山田さんの研究室はお酒臭かった。つんと鼻をつくアルコールの香りに口元を抑える。私が真っ先に行った行動は換気だ。寒いなんて文句を言われたが、無視だ無視。横暴な神様の言うことなんて聞きませんよ!


「ぷはーっ、臭かったー!」


なんて素直に窓へ駆け寄る智雅くん。山田さんに睨まれてますよ。


「えっと、山田さん。お久しぶりです……」

「ずいぶんと待たせてくれたな小娘。昨日を何度繰り返したことか。付き合わされる俺の身にもなれ」

「本当に申し訳ないです」

「葵ちゃん葵ちゃん。山田はなんもしてないからね。いっつもここで酒飲んで文句ばっか言ってたからね。この世界の解析しかしてないからね?」


智雅くんはそろそろ山田さんの逆鱗に触れそうな発言は控えたほうがいいんじゃないでしょうか。ヤマタノオロチに対して怖じけないというか、恐いもの知らずなのは長所と言えば長所なんだけどね。その恐いもの知らずに何度も救われたけどそれと同時に危険な目にもあってきたわけなんだけど。


「それより本題なんだけどさ」


窓のそばに座ると、智雅くんはさっそく話を持ち込んだ。
この世界のことは聞いている。いろんな世界の人々を夢の世界として誘い、見よう見まねの不完全な世界を構築している。その主犯は未成熟の創造神。


「葵ちゃんは今までにトリップの予兆とかあった?」

「……なかった」

「だよねー」


タバコの臭いがふわりと香る。くらりと目眩がしそうだった。とてつもなく嫌な予感がする。明るい智雅くんの声とは違う色をだす私の声に智雅くんが困ったように笑った。


「この未成熟の神ってやつ、力だけは有り余ってるみたいで。葵ちゃんをこの世界から出したくないみたいなんだよ」

「つまり……?」

「今、葵ちゃんは強制的にこの世界に縫い付けられてる。あー、秀政と久太郎もこの世界にいたら簡単に脱出できたんだろうけど」

「えっ? 縫い付けられてるって、それって」

「要は監禁されてるってことだね。閉鎖的ではないし自由ではあるんだけど、脱出できないっていう点では監禁ってことになるんじゃないかな? しかも葵ちゃんの記憶を塗り替えて」

「なんで私?」

「そりゃあ、夢の幻影じゃなくて本物が来ちゃったからね。向こうもビックリ。大歓迎。ずっとここにいて欲しいって思ってるんでしょ」

「わがままな神様。

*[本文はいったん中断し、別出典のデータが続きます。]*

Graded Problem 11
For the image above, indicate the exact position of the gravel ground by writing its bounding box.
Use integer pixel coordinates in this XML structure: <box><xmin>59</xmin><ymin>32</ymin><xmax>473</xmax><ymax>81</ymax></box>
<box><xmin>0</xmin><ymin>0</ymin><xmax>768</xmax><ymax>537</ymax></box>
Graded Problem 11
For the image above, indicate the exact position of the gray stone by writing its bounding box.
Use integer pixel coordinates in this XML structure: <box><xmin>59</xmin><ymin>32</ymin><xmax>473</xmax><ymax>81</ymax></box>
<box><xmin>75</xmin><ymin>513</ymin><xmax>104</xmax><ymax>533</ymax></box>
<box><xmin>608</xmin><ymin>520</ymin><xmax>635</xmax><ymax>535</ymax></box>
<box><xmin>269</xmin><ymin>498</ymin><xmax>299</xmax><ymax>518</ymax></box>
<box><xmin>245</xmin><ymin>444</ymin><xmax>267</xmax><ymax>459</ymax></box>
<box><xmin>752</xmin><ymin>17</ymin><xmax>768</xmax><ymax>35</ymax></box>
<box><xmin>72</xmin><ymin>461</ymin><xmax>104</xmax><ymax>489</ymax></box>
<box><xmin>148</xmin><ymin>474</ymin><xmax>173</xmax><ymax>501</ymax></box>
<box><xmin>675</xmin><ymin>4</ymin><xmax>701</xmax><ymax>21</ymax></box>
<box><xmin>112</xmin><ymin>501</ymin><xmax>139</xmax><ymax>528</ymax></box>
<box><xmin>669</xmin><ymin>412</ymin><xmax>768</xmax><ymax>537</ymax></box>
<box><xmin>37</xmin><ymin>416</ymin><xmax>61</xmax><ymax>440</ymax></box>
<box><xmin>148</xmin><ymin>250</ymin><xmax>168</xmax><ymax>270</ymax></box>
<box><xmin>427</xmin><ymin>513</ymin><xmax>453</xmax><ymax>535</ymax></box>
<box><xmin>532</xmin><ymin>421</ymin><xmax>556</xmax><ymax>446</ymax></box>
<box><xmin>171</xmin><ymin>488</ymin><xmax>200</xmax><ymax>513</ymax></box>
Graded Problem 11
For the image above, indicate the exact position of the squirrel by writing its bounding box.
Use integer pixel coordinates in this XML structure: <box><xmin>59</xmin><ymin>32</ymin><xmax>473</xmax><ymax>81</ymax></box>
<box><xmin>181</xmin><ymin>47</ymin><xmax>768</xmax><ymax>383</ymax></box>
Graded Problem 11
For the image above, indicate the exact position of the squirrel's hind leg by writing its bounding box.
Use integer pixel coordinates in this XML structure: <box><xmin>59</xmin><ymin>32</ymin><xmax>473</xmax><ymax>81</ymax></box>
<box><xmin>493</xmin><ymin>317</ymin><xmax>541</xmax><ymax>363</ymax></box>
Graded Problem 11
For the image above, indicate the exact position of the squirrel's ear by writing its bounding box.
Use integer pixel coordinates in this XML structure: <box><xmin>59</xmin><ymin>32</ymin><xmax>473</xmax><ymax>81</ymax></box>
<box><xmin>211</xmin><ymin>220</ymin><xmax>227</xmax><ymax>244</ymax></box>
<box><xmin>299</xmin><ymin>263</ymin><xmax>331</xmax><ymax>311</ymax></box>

あ、でも神様ってみんな……」


山田さんに視線を向ける。あっ、やばい。不満そうな顔で私を見てた! なんでもないと、あわてて取り繕う。
それにしたって、なんだか子供みたいな神様だ。見よう見まねの世界といい、パワーだけはある創造力といい、身勝手なわがままといい。


「このままこの世界に永住するつもりはないからどうにかしなくちゃ」


きっと創造神は私たちを、というか私を死ぬまでここに居させるつもりだろう。こんな微睡みのなかに私は暮らすつもりなどない。私の帰るべき場所はここじゃない。私は、お兄ちゃんやお父さん、お母さんがいる世界に帰りたいのだ。


「でも、どうしたらいいんだろ?」

「直談判すればいいだろ」


首を傾げると山田さんは規模違いのことをさらっと言ってくれた。えっと、直談判ですか。